Long story short. I am 41 now. Not a virgin, but dealing with a lot of bullshit. I dont care who I tell this to, but I am prepping to see a sexual therapist. I am practically writing my autobiography so I can just give it to them and bring them up to speed so I don't waste tons of time and money just going on and on with the sessions. I need actual help and not just someone to talk to.

[-] blarghly@lemmy.world 1 points 12 hours ago

I'm sorry you had that experience. I had a similar, but different, experience. You keep referring to "they" who were giving you advice - who were these people and where did you meet them?

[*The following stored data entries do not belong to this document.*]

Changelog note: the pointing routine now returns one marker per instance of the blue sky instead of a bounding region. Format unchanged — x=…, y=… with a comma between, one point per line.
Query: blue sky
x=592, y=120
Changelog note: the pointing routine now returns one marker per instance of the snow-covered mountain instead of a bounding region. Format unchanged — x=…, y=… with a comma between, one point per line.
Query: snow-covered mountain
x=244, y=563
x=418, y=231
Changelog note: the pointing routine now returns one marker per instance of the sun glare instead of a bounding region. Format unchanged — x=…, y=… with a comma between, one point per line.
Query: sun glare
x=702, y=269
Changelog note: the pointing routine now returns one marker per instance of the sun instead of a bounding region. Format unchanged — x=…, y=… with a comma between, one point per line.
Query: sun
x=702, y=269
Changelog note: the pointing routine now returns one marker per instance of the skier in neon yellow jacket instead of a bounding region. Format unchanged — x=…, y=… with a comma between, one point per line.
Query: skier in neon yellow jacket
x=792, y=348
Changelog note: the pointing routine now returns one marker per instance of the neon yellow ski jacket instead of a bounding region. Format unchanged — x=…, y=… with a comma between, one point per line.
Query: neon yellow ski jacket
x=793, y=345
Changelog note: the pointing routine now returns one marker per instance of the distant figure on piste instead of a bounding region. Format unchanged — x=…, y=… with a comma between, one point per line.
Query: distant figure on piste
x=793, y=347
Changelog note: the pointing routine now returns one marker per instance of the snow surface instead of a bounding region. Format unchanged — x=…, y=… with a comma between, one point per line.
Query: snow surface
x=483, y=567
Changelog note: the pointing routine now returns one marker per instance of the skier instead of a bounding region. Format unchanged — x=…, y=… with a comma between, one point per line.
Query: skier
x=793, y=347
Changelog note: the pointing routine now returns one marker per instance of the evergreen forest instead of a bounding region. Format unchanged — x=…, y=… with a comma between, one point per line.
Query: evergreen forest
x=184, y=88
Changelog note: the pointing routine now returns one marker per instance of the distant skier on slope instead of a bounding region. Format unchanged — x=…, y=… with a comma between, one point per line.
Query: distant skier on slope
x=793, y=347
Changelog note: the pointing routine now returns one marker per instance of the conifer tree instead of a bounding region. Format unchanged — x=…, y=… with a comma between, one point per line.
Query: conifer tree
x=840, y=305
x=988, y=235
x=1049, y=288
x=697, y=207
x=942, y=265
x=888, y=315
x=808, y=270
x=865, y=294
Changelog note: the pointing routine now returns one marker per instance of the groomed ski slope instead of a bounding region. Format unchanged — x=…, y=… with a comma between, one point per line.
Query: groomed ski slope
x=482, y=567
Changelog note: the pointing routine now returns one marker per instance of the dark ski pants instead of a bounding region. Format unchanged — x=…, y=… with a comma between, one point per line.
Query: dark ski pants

It seems like this was a consistent group?

I eventually found some good advice, which boils down to:

  1. Be honest. Be honest with people about who you are and what you are interested in. Some people might not like what you are offering. Some might even be offended. But this is all fine, as long as you are honest and respectful and talk to each woman with the assumption that the two of you are on the same team of figuring out if you are interested in each other.

  2. Improve yourself. For most guys with dating issues, this includes things like going to therapy, building a healthy social life, being physically healthy, and generally being a happy person.

  3. Talk to lots of women. People are different and want different things. In order to find the women who want what you have to offer, who are themselves offering what you want yourself, you need to talk to a lot of women.

Improving at these things is best accomplished from a place of a positive mindset, good mental health, and with a strong support system.

[-] PolarKraken@programming.dev 1 points 17 hours ago

Frankly you sound like you have a great chance of moving past this, and it's not weird to need some help or feedback from others, most of us do. It's a shame the folks you found previously were such idiots, lots of people are really unqualified to give advice there. Keep pushing!